Simple Online Reinforcement Learning with Flow Matching
Flow models have become the go-to approach to model distributions in continuous space. They soak up data with a simple, scalable denoising objective and now represent the state-of-the art in generating images, videos, audio and, more recently, robot action. However, they are still unpopular for learning from rewards through reinforcement learning.
Meanwhile, to perform RL in continuous spaces, practicioners typically train far simpler Gaussian policies, which represent a single, ellipsoidal mode of the action distribution. Flow-based policies can capture complex, multimodal action distributions, but they are primarily trained in a supervised manner with behavior cloning (BC). We show that it’s possible to train RL policies using flow matching, the framework behind modern diffusion and flow models, to benefit from its expressivity.
We approached this project as researchers primarily familiar with diffusion models. While working on VideoMimic, we felt limited by the expressiveness of Gaussian policies and thought diffusion could help. In this blog post, we’ll explain how we connect flow matching and on-policy RL in a way that makes sense without an extensive RL background.
We introduce Flow Policy Optimization (FPO), a new algorithm to train RL policies with flow matching. It can train expressive flow policies from only rewards. We find its particularly useful to learn underconditioned policies, like humanoid locomotion with simple joystick commands.
Flow matching optimizes a model to transform a simple distribution (e.g., the Gaussian distribution) into a complex one through a multi-step mapping called the marginal flow. We expand on the marginal flow in more detail in another blog post for Decentralized Diffusion Models. The flow smoothly directs a particle $x_t$ to the data distribution, so integrating the flow across time leads to a data sample. We can actually calculate the marginal flow analytically, which we do in real-time in the plot below:
Each particle here represent an $x_t$ noisy latent that gets iteratively denoised as the time goes from zero to one. If you’re on desktop, drag the control points of the modes on the right to see how the underlying PDF and the particle trajectories change. Notice how the probability mass flows smoothly from the initial noise to form two distinct modes. The multi-step mapping is the magic that lets flow models transform a simple, tractable distribution into one of arbitrary complexity.

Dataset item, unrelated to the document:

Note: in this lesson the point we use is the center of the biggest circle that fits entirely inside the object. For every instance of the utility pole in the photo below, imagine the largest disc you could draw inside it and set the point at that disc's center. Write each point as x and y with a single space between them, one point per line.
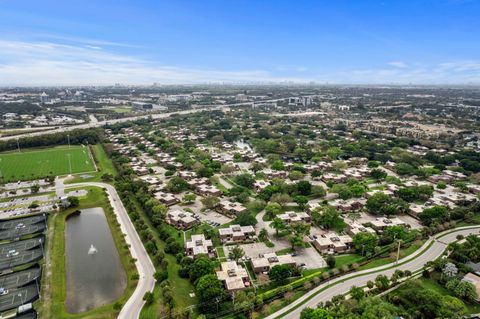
69 163
398 251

While it’s simple to compute this flow in 1D, it becomes intractable over large datasets in high dimensional space. Instead, we use flow matching, which compresses the marginal flow into a neural network through a simple reconstruction objective.
Flow matching perturbs a clean data sample with Gaussian noise then tasks the model with reconstructing the sample by predicting the velocity, which is the derivative of $x_t$’s position w.r.t. time. In expectation over a fixed dataset, this optimization recovers the marginal flow for any $x_t$. Integrating $x_t$’s position across time along the marginal flow will recover a sample from the data distribution.
Geometrically, the marginal flow points to a weighted-average of the data where the weights are a function of the timestep and distance from $x_t$ to each data point. You can see the particles follow the marginal flow exactly in the plot above when stochasticity is turned off. Stated simply, flow matching learns to point the model’s flow field, $v_t(x_t)$, to the data distribution.
Flow matching has statistical signifigance too. Instead of computing exact likelihoods (expensive and unstable), it optimizes a lower bound called the Evidence Lower Bound (ELBO). This pushes the model toward higher likelihoods without computing them directly. In the limit, the flow model will sample exactly from the probability distribution of the dataset. So if you’ve learned the flow function well, you’ve learned the underlying structure of the data.
Flowing toward a data point increases its likelihood under the model.
On-policy reinforcement learning follows a basic core loop: sample from your policy, score each action with rewards, then make high-reward actions more likely. Rinse and repeat.
This procedure climbs the policy gradient—the gradient of expected cumulative reward. Your model collects “experience” from by sampling its learned distribution, sees which samples are most advantageous, and adjusts to perform similar actions more often.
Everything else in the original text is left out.